A self-hosted deep research agent that browses the web, takes notes, and writes reports — surviving crashes, rate limits, and API outages by checkpointing every LLM turn to Postgres.
Built on Pi Agent SDK + Absurd + Steel.
Quick Start
# Prerequisites: Docker, Bun git clone https://github.com/steel-experiments/durable-researcher.git cd durable-researcher # One-command setup (installs deps, starts Postgres, initializes schema) ./setup.sh # Edit .env to add your API keys, then run a research task bun run dev "quantum error correction advances"
Or do it manually:
bun install docker compose up -d # Start Postgres bun run db:init # Initialize Absurd schema + default queue ZAI_API_KEY=... STEEL_API_KEY=... bun run dev "quantum error correction advances"
How It Works
You → CLI → Absurd task (Postgres) → Pi Agent loop (glm-5.1 + reasoning)
↓
plan → prefetch → note → evaluate → scout → report
↑ ↑ ↑
Bing/DDG Steel Browse Cache
(fallback) (scrape) (Postgres)
The agent follows a plan → prefetch → note → evaluate → follow-up → report cycle:
- Plan — Decomposes your topic into targeted sub-queries
- Prefetch — Fans out all sub-queries in parallel: concurrent search + browse with relevance filtering
- Note — Records structured findings with source attribution and auto-deduplication
- Evaluate — Assesses coverage gaps with quality-ranked notes
- Follow-up — Targeted search + browse for gaps, or direct browsing of known URLs
- Report — Writes a sourced, analytical report (format adapts to user instructions)

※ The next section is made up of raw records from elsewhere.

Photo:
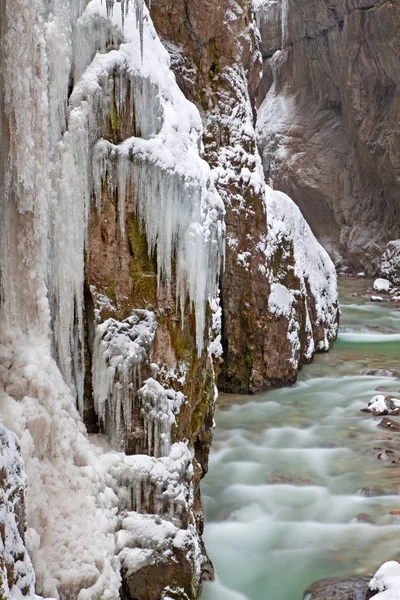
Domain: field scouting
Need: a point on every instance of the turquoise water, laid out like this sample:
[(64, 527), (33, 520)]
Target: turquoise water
[(268, 538)]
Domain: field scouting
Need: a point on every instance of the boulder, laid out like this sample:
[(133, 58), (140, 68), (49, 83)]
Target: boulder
[(338, 588), (389, 424), (382, 285)]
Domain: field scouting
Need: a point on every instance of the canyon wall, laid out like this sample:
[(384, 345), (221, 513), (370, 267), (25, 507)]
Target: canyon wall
[(328, 124), (143, 261)]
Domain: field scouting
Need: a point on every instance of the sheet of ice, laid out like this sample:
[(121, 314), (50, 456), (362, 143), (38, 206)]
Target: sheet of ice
[(120, 347), (70, 509), (313, 268), (15, 567), (378, 404), (177, 203), (386, 581)]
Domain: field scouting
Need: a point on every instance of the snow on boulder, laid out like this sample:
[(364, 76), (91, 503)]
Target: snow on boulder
[(382, 285), (389, 265), (386, 581), (17, 578), (377, 404)]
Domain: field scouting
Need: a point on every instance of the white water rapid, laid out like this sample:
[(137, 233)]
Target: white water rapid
[(270, 539)]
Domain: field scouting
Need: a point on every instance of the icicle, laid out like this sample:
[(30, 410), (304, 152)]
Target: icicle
[(119, 348)]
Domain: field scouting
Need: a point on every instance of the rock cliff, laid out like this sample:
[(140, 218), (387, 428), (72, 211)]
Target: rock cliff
[(328, 125), (139, 245), (218, 68)]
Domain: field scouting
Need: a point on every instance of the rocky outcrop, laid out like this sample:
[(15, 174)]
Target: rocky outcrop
[(389, 265), (339, 588), (16, 572), (328, 121), (217, 68), (112, 246)]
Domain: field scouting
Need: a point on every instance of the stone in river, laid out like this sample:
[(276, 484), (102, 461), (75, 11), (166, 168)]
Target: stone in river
[(365, 518), (338, 588), (286, 479), (372, 492)]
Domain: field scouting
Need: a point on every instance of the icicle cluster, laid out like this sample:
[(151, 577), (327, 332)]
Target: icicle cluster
[(119, 350), (16, 572), (159, 407)]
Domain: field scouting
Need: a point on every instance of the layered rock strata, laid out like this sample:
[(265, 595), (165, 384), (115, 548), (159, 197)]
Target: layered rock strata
[(218, 69), (328, 125)]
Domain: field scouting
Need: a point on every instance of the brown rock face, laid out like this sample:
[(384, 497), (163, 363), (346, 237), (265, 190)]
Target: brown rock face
[(15, 565), (328, 124)]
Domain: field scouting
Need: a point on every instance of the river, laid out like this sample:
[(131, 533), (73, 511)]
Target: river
[(270, 539)]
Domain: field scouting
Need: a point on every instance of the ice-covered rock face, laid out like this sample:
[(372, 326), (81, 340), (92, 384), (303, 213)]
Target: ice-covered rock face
[(389, 265), (317, 121), (314, 271), (17, 578), (261, 342), (63, 146), (386, 581)]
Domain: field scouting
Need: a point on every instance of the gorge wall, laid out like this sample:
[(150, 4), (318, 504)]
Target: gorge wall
[(143, 260), (328, 121)]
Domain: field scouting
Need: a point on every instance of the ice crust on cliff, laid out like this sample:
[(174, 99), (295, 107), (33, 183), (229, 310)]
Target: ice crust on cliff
[(120, 347), (313, 268), (15, 562), (179, 207)]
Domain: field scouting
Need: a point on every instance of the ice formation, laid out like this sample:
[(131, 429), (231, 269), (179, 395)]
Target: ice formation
[(311, 266), (389, 265), (386, 581), (381, 285), (16, 570), (58, 69), (119, 350)]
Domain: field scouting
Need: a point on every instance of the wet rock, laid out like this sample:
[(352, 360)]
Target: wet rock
[(382, 372), (339, 588), (365, 518), (373, 492), (389, 424), (383, 405), (286, 479), (382, 285)]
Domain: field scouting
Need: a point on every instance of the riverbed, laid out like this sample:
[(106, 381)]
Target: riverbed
[(269, 535)]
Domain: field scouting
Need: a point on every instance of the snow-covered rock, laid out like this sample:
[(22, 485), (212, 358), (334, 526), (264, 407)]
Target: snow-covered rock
[(17, 578), (386, 581), (311, 266), (382, 285), (389, 265)]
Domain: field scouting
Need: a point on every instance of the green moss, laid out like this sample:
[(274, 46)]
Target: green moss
[(276, 261), (114, 117), (143, 268)]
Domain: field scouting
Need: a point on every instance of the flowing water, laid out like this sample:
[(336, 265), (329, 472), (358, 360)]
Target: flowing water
[(270, 539)]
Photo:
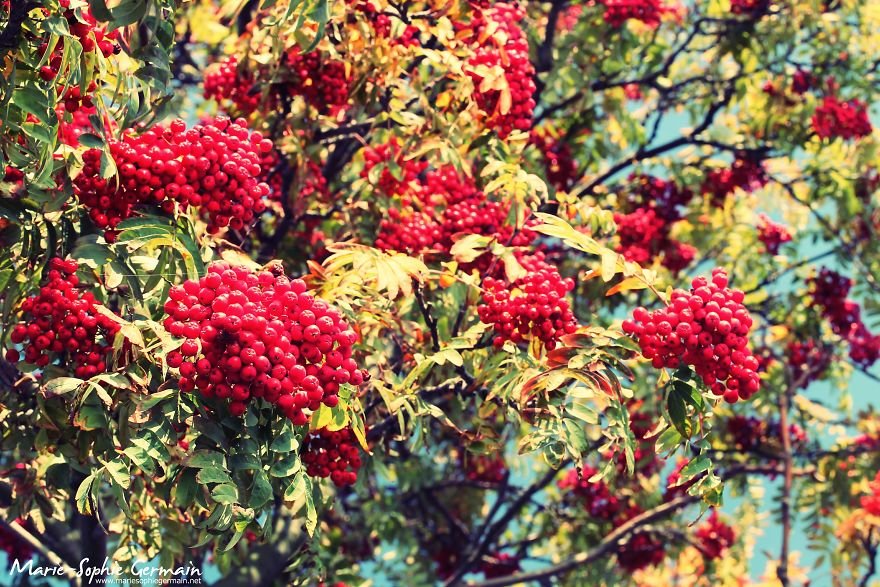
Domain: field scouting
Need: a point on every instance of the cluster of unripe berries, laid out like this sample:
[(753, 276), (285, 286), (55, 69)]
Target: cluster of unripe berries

Every message is checkpointed to Postgres via Absurd. Kill the process mid-run, restart, and it picks up exactly where it left off. Reports are saved to output/ automatically.
CLI
# Basic research bun run dev "impact of AI on journalism" # Control depth: quick (1 iteration), standard (3), deep (5) bun run dev "Rust vs Go for microservices" --depth deep # Ask clarifying questions before researching bun run dev "AI safety" --clarify # Use a different model bun run dev "AI safety" --model anthropic:claude-sonnet-4-6 # Limit sources bun run dev "quantum computing" --max-sources 10
Working with existing research
When you run a topic that already has completed research, you're prompted to choose:
Found completed research on this topic:
019d6494-... "quantum error correction advances" [completed] (30m ago)
What would you like to do?
[v] View existing report
[e] Extend research with more sources
[n] Start fresh research
Choice (v/e/n):
Or use flags to skip the prompt:
bun run dev "quantum error correction" --view # view existing report + follow-up mode bun run dev "quantum error correction" --extend # extend with more sources bun run dev "quantum error correction" --new # start fresh
Extend mode seeds the new task with all prior notes and visited URLs. The agent focuses on gaps, newer developments, and low-confidence areas without re-browsing pages it already visited.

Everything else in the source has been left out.